The Epic Pass has been anything but simple this season. It’s quite possible no pass program has received more criticism for mismanaging demand. Customer complaints range from taking hours to get passes/tickets and mind-blowing lift lines. You’ve probably seen the pics on FB and Twitter, too. Some of their resorts charge for parking. I’ve heard horror stories of pass holders turning away for lack of a place to park. One of my college friends, Ken, has lived in Vail for decades. He has a locker and a reserved parking spot at Golden Peak. He’s not skiing Vail this year. He’s opting out for the back-country near his home.

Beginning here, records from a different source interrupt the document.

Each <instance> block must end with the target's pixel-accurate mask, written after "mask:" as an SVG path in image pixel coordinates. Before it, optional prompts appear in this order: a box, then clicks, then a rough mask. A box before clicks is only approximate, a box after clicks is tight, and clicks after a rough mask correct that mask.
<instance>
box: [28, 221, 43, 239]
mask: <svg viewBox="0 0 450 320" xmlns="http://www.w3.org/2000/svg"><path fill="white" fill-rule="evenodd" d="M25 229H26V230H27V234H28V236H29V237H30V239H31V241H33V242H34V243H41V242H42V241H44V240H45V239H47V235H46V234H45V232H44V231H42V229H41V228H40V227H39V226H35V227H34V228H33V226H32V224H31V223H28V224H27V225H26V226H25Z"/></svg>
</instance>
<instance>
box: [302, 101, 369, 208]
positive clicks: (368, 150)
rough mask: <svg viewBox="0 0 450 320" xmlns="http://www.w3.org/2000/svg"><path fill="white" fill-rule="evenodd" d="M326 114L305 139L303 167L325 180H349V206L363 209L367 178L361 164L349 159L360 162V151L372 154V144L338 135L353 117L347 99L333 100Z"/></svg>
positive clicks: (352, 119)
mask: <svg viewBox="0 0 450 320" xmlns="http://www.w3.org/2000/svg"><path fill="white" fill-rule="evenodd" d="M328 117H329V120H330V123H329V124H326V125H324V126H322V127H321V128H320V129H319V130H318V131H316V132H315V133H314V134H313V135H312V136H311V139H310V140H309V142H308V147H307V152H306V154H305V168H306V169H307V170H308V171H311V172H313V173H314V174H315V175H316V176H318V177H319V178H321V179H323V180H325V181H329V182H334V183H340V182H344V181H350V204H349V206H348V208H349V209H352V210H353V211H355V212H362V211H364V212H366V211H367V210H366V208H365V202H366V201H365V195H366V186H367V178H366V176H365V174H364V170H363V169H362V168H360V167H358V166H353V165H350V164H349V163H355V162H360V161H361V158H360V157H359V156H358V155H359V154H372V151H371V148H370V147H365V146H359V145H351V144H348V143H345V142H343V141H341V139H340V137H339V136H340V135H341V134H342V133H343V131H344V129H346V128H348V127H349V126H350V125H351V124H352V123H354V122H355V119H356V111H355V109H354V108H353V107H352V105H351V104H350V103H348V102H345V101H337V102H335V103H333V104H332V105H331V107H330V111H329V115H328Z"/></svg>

This season has been quite different for me in other ways, too. It’s been a bit of a sabbatical. I usually ski a dozen or more resorts each winter but like most of you I’m staying close to home this season. Admittedly, given my NASJA status I rarely need to buy a lift ticket. Areas are generally happy to comp a ticket in exchange for the publicity provided. Last fall it became clear the traditional complimentary media passes would not be in effect this season. It was also clear given the Covid-19 travel restrictions that skiing many resorts and buying day tickets in advance online would be cumbersome and availability iffy. I’m fortunate to have a condo in Lincoln, NH halfway between Cannon and Loon. To quell my access anxiety I decided to make Loon my home mountain this season and shelled out $589 for a midweek season pass. It was a wise decision and a bargain.
I’m experiencing a bit of a paradox in this pandemic season. I find I’m skiing more and writing less. I’ve already skied more days in 20/21 than in all of last year’s truncated season. Frankly, just getting into a rhythm and carving turns without concern about a story angle, a photo op, or a resort update has liberated my skiing. I’ve also gotten off of the social media treadmill a good deal this season by mostly posting pics to Instagram. Given FB’s and Twitter’s algorithmic propensity to promote conspiracy theories, hate, white supremacy and their contribution to the erosion of democracy I have no desire to drive more “likes” and contribute to their revenue. This is also the year of the resort website. It’s virtually impossible to post up-to-the-minute pandemic updates and regulations at each resort unless you are that resort. I recommend that wherever you make your turns check with the mountain’s website before arriving to avoid disappointing surprises.